DJARUM4D - SLOT GACOR ONLINE | SLOT DEMO ONLINE
DJARUM4D - SLOT GACOR ONLINE | SLOT DEMO ONLINEDJARUM4D - SLOT GACOR ONLINE | SLOT DEMO ONLINE
DJARUM4D - SLOT GACOR ONLINE | SLOT DEMO ONLINE
 

2021 06-02-tabnet

  • 1.
  • 2.
  • 3. 1. TabNet inputs raw tabular data without any preprocessing and is trained using gradient descent-based optimization. 2. TabNet uses sequential attention to choose which features to reason from at each decision step. -> interpretability and better learning as the learning capacity is used for the most salient features. 3. TabNet outperforms or is on par with other tabular learning models on various datasets. 4. We show performance improvements by using unsupervised pre-training to predict masked features. Contribution
  • 4.
  • 5. Feature selection broadly refers to judiciously picking a subset of features based on their usefulness for prediction. Feature selection & Tree-based learning Their prominent strength is efficient picking of global features with the most statistical information gain. To improve the performance of standard DTs(Decision Trees), one common approach is ensembling to reduce variance.

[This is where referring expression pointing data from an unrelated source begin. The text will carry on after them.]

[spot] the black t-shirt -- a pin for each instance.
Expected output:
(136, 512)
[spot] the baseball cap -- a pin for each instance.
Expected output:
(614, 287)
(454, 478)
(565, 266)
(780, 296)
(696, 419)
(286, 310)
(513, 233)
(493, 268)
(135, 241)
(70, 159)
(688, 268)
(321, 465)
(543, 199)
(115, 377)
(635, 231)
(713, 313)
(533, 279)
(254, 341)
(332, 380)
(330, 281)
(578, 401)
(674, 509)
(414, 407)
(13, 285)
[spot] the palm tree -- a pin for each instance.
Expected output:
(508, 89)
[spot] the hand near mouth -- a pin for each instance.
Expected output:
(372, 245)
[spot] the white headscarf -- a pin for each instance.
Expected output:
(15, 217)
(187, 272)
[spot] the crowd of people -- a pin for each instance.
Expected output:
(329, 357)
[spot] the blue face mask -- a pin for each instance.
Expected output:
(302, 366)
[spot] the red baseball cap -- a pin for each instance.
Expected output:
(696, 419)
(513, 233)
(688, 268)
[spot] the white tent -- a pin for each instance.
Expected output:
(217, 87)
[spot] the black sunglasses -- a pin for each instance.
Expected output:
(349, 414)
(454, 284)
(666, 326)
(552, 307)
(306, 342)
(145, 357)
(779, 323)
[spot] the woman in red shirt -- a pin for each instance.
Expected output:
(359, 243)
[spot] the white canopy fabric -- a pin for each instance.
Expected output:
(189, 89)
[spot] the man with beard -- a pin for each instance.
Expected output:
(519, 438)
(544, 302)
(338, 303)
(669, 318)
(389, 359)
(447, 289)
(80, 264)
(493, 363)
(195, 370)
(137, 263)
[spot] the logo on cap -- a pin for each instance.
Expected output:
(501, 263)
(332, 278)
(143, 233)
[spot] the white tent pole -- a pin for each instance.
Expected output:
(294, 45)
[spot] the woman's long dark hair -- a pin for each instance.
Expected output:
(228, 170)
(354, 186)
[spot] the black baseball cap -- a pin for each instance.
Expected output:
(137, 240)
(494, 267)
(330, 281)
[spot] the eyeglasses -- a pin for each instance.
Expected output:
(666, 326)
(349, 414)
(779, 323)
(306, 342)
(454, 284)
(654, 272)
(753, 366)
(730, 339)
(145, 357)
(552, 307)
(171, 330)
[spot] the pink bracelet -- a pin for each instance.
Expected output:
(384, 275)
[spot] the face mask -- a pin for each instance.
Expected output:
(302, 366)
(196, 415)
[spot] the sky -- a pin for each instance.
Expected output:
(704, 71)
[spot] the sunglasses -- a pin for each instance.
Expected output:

  • 6. Random Forest : random subsets of data with randomly selected features to grow many trees. XGBoost & LightGBM : tree-based ensemble. (다음 기회에 ..) Integration of DNNs into DTs -> Self-supervied learning -> BERT Feature selection & Tree-based learning
  • 8.  TabNet is based on such functionality and it outperforms DTs while reaping their benefits by careful design which (i) uses sparse instance-wise feature selection learned from data (ii) constructs a sequential multi-step architecture, where each step contributes to a portion of the decision based on the selected features (iii) improves the learning capacity via nonlinear processing of the selected features (iv) mimics ensembling via higher dimensions and more steps. TabNet
  • 9. 𝑴 𝒊 ⋅ 𝒇 𝑴 𝒊 𝑴 𝒊 𝒂 𝒊 − 𝟏 𝑷 𝒊 − 𝟏 𝒅 𝒊 𝒂[𝒊] BN : Ghost Batch Normalization GLU : Gated Linear Unit 𝜼
  • 10. Sparsemax The idea is to set the probabilities of the smallest values of z to zero and keep only probabilities of the highest values of z, but still keep the function differentiable to ensure successful application of backpropagation algorithm. 출처 : https://towardsdatascience.com/what-is-sparsemax-f84c136624e4 𝑎 𝑖 − 1 ∶ 𝑀 𝑖 = 𝑠𝑝𝑎𝑟𝑠𝑒𝑚𝑎𝑥 𝑃 𝑖 − 1 ⋅ ℎ𝑖 𝑎 𝑖 − 1 Note, 𝑗=1 𝐷 𝑀 𝑖 𝑏,𝑗 = 1
  • 11.  We pass the same 𝐷-dimensional features 𝑓 ∈ ℝ𝐵×𝐷 to each decision step, where 𝐵 is the batch size.  𝑴 𝒊 ∈ ℝ𝐵×𝐷 for soft selection of the salient features. (𝑴 𝒊 ⋅ 𝒇)  𝑃 𝑖 is the prior scale term, denoting how much a particular feature has been used previously  𝑃 𝑖 = 𝑗=1 𝑖 (𝛾 − 𝑴 𝒋 )  𝛾 : relaxation parameter  𝛾 = 1, feature is enforced to be used only at one decision step and as 𝛾 increase, more flexibility is provided to use a featue at multiple decision steps.  𝑃 0 is initialized as all ones, 1𝐵×𝐷 , without any prior on the masked features. 𝐿𝑠𝑝𝑎𝑟𝑠𝑒 = 𝑖=1 𝑁𝑠𝑡𝑒𝑝𝑠 𝑏=1 𝐵 𝑗=1 𝐷 − 𝑴𝒃,𝒋 𝒊 log 𝑴𝒃,𝒋 𝒊 +𝜖 𝑁𝑠𝑡𝑒𝑝𝑠⋅𝐵 Feature Selection
  • 12.  If 𝑀𝑏,𝑗 𝑖 = 0, then 𝑗𝑡ℎ feature of the 𝑏𝑡ℎ sample should have no contribution to the decision.  If 𝑓𝑖 were a linear function, the coefficient 𝑀𝑏,𝑗 𝑖 would correspond to the feature importance of 𝑓𝑏,𝑗.  We simply propose 𝜂𝑏 𝑖 = 𝑐=1 𝑁𝑑 𝑅𝑒𝐿𝑈 𝑑𝑏,𝑐 𝑖 to denote the aggregate decision contribution at 𝑖𝑡ℎ decision step for the 𝑏𝑡ℎ sample.  If 𝑑𝑏,𝑐 𝑖 < 0, then all features at 𝑖𝑡ℎ decision step should have 0 contribution to the overall decision.  We propose aggregate feature importance mask, 𝑀𝑎𝑔𝑔−𝑏,𝑗 = 𝑖=1 𝑁𝑠𝑡𝑒𝑝𝑠 𝜂𝑏 𝑖 𝑀𝑏,𝑗 𝑖 / 𝑗=1 𝐷 𝑖=1 𝑁𝑠𝑡𝑒𝑝𝑠 𝜂𝑏 𝑖 𝑀𝑏,𝑗 𝑖 Interpretability
  • 13. Tabular self-supervised learning Propose the task of prediction of missing feature columns from the others. binary mask : 𝑆 ∈ 0,1 𝐵×𝐷 encoder inputs : 1 − 𝑆 ⋅ 𝑓 -> decoder outputs : 𝑆 ⋅ 𝑓 𝑃 0 = (1 − 𝑆) reconstructure loss: 𝑏=1 𝐵 𝑗=1 𝐷 𝑓𝑏,𝑗 − 𝑓𝑏,𝑗 ⋅ 𝑆𝑏,𝑗 𝑏=1 𝐵 𝑓𝑏,𝑗 − 1/𝐵 𝑏=1 𝐵 𝑓𝑏,𝑗 2 2
  • 14. Instant-wise feature selection (AUC) The datasets are constructed in such a way that only a subset of the features determine the output.